In Australia, snowpatch plant communities are classified as Endangered under the IUCN Red List criteria due to their limited distribution, occupying less than 1 per cent of Australian alpine areas (Williams et al. 2015), which cover less than 1 per cent of the whole continent (Costin et al. 2000). In the study area, four snowpatches located above 2000 m a.s.l. along a 10 km transect were selected for the study: Club Lake Cirque (Club), Cootapatamba Cornice (Coota), northeast ridge of Mount Kosciuszko (KNE) and Mawson Cirque (Mawson; Fig. 1b). The average size of the snow patches included in the study is 1,350 m2. On average, 50 per cent of this area corresponds to the early melt zone, 30 per cent to the mid melt zone and 20 per cent to the late melt zone (see below; Database S1). The orientation of snowpatches was south-southeast, with slopes between 19 and 25 degrees (Verrall et al. 2023).

Across snowpatches, snowmelt patterns create distinct zones with different growing season lengths that influence vegetation cover and species composition (Billings and Bliss 1959; Körner 2021). To account for this, three snowmelt zones were defined according to growing season length based on records from temperature loggers buried 10 cm below the soil surface within the selected snowpatches for 17 years (from 2003 to 2020): (1) early melt zone = > 140 days growing season length; (2) mid melt zone = 140 − 105 days; and (3) late melt zone = < 105 days (Fig. 1c; see Verrall et al. 2023). As well as the relative timing of the snow melt, each zone differs in species composition, bare ground and rock cover; the early zones are dominated by generalist graminoids with a cover of nearly 100%, the mid zones are composed of forbs and short graminoids (including some snowpatch specialists) with a cover of ~ 70%, and the late zones dominated by snowpatch specialists (forbs and graminoids) with a cover of ~ 25% and a high proportion of rock and bare ground (Green and Pickering 2009a; Verrall et al. 2023). Further details on the distribution of temperature loggers throughout the snowpatches, the methodology used to define the snowmelt zones, and the diversity and composition of communities along the snowmelt gradient can be found in Verrall et al. (2023).

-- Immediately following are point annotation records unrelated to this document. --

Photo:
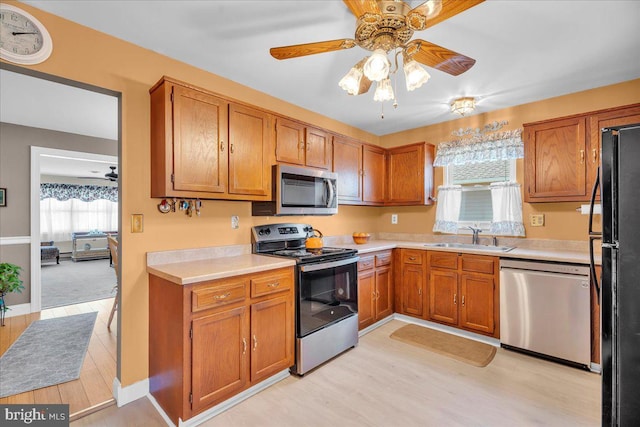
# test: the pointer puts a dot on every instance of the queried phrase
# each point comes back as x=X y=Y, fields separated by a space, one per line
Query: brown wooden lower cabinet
x=411 y=282
x=463 y=291
x=211 y=340
x=375 y=288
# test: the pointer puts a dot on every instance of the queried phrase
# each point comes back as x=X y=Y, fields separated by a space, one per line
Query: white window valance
x=493 y=146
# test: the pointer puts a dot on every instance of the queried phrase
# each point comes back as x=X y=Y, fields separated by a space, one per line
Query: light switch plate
x=537 y=220
x=137 y=223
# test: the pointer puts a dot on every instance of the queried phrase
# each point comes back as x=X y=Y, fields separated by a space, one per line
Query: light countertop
x=194 y=271
x=542 y=254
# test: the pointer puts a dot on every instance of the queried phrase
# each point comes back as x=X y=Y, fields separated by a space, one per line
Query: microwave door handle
x=330 y=193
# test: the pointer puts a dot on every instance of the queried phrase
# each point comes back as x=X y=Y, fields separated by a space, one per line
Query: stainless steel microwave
x=300 y=191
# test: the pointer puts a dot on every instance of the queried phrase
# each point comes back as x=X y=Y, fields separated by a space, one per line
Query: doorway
x=49 y=101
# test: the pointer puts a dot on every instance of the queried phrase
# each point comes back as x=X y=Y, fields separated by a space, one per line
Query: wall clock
x=23 y=39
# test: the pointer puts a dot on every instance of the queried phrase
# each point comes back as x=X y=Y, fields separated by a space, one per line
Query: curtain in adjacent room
x=448 y=209
x=67 y=209
x=507 y=209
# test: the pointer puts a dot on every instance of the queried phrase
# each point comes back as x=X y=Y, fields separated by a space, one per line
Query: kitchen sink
x=484 y=248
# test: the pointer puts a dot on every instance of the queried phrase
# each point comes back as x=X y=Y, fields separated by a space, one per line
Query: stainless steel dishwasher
x=545 y=309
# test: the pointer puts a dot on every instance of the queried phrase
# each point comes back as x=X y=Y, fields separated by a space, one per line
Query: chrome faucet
x=476 y=231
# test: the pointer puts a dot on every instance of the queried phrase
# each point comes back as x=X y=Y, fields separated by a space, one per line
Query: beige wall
x=561 y=219
x=89 y=56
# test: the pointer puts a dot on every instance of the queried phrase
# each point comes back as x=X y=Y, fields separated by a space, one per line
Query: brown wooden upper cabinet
x=204 y=146
x=562 y=155
x=299 y=144
x=410 y=174
x=361 y=172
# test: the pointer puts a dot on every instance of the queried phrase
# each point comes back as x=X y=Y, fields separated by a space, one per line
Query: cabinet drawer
x=443 y=260
x=478 y=264
x=219 y=295
x=383 y=259
x=271 y=283
x=410 y=256
x=366 y=263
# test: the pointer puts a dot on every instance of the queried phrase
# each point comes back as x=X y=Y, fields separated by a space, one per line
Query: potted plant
x=9 y=282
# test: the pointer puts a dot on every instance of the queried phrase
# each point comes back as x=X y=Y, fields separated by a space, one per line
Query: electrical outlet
x=137 y=223
x=536 y=220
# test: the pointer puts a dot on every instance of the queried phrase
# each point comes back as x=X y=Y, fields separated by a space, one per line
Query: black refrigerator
x=620 y=283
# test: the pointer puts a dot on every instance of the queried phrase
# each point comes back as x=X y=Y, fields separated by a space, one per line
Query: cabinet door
x=443 y=296
x=249 y=151
x=412 y=290
x=271 y=337
x=219 y=352
x=318 y=148
x=200 y=129
x=555 y=160
x=290 y=147
x=366 y=298
x=374 y=174
x=347 y=162
x=476 y=302
x=384 y=293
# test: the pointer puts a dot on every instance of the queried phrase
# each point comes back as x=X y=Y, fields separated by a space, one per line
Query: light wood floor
x=384 y=382
x=93 y=389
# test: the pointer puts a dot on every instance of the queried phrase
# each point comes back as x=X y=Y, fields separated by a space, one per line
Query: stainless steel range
x=326 y=292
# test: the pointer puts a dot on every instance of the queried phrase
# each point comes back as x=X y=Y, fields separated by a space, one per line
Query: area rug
x=48 y=352
x=76 y=282
x=459 y=348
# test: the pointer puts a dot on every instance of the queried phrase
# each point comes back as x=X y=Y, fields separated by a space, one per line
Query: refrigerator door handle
x=593 y=235
x=592 y=266
x=596 y=185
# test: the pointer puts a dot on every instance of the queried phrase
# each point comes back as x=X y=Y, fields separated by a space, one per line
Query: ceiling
x=525 y=50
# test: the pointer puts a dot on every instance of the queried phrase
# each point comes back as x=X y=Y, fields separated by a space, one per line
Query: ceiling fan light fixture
x=384 y=92
x=377 y=66
x=463 y=105
x=415 y=75
x=351 y=81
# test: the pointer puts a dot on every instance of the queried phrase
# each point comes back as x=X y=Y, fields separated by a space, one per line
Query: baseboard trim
x=18 y=310
x=221 y=407
x=128 y=394
x=453 y=331
x=376 y=325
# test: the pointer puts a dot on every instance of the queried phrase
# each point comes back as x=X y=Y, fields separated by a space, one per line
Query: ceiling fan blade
x=294 y=51
x=439 y=57
x=360 y=7
x=433 y=12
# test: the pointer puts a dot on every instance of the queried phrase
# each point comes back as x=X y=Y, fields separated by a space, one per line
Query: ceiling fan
x=385 y=26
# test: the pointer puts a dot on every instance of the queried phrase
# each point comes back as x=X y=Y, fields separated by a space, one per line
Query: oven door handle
x=326 y=265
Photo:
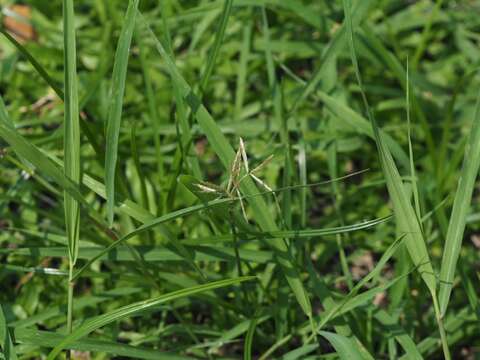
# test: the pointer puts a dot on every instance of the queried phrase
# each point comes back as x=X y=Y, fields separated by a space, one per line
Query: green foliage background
x=280 y=76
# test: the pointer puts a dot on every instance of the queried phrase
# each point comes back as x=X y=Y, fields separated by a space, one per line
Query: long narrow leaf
x=115 y=109
x=224 y=150
x=133 y=309
x=461 y=206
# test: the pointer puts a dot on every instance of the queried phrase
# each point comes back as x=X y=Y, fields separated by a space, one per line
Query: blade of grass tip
x=346 y=347
x=133 y=309
x=36 y=65
x=410 y=149
x=225 y=152
x=461 y=207
x=333 y=48
x=152 y=105
x=243 y=69
x=115 y=107
x=220 y=34
x=275 y=88
x=6 y=344
x=404 y=212
x=71 y=149
x=247 y=350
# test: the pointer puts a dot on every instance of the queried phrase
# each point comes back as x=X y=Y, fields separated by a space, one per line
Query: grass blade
x=224 y=150
x=461 y=207
x=6 y=344
x=115 y=108
x=72 y=130
x=71 y=148
x=408 y=222
x=133 y=309
x=404 y=212
x=346 y=348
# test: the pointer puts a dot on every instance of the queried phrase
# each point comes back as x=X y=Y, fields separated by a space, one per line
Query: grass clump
x=197 y=180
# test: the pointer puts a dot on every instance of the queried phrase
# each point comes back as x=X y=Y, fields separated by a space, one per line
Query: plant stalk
x=441 y=328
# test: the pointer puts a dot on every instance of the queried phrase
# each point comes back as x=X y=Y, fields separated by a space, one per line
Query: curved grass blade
x=71 y=130
x=346 y=348
x=408 y=222
x=220 y=34
x=50 y=339
x=149 y=225
x=115 y=108
x=225 y=152
x=247 y=349
x=7 y=350
x=461 y=207
x=404 y=212
x=133 y=309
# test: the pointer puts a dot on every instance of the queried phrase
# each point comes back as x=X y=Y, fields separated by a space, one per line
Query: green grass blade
x=212 y=57
x=404 y=212
x=6 y=344
x=346 y=348
x=461 y=207
x=133 y=309
x=337 y=44
x=71 y=130
x=51 y=339
x=225 y=152
x=115 y=107
x=247 y=349
x=35 y=156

Soil and standing vegetation sampling

Long-term standing vegetation surveys took place in 2020, 2013, and 2007. In all surveys, a stratified random sampling approach was used, where three 1 m2 quadrats were located at the same elevation across the slope targeting the early, mid and late snowmelt zones (Fig. 1c). The mean distance between the quadrats of the same zone was 4.5 ± 1.1 m. Within each established quadrat, the standing vegetation species richness and cover was visually assessed to 0.5 per cent using 100 equal cells of 10 × 10 cm. These data have previously been used in Pickering et al. (2014) and Verrall et al. (2023). A list of the recorded species in each survey is provided in Table S1. During the most recent survey (2020), we recovered buried temperature loggers that were later used alongside the previous 16 years of soil temperature data to define the early, mid and late snowmelt zones (see Sect. 2.2), so quadrats were not always established in the targeted zones (see Table S2 for the final sampling for each melt zone).

In 2020, after surveying the standing vegetation, we collected soil samples (~ 564 cm3) at the top and bottom of each established quadrat (one sample consisted of two bulked soil cores of 6 cm diameter * 10 cm depth, Fig. 1c). The soil cores were transported to the laboratory in labelled plastic bags at room temperature and in dark conditions.

Greenhouse study

In the laboratory, soil samples were air-dried at room temperature (20–25 °C) for six weeks. After drying, rocks and plant material were removed by sieving the soil through a 2 mm sieve. Seeds larger than 2 mm were returned to the soil samples. The soil samples were then cold stratified at 2 °C in the dark for 15 weeks to simulate an alpine winter under snow.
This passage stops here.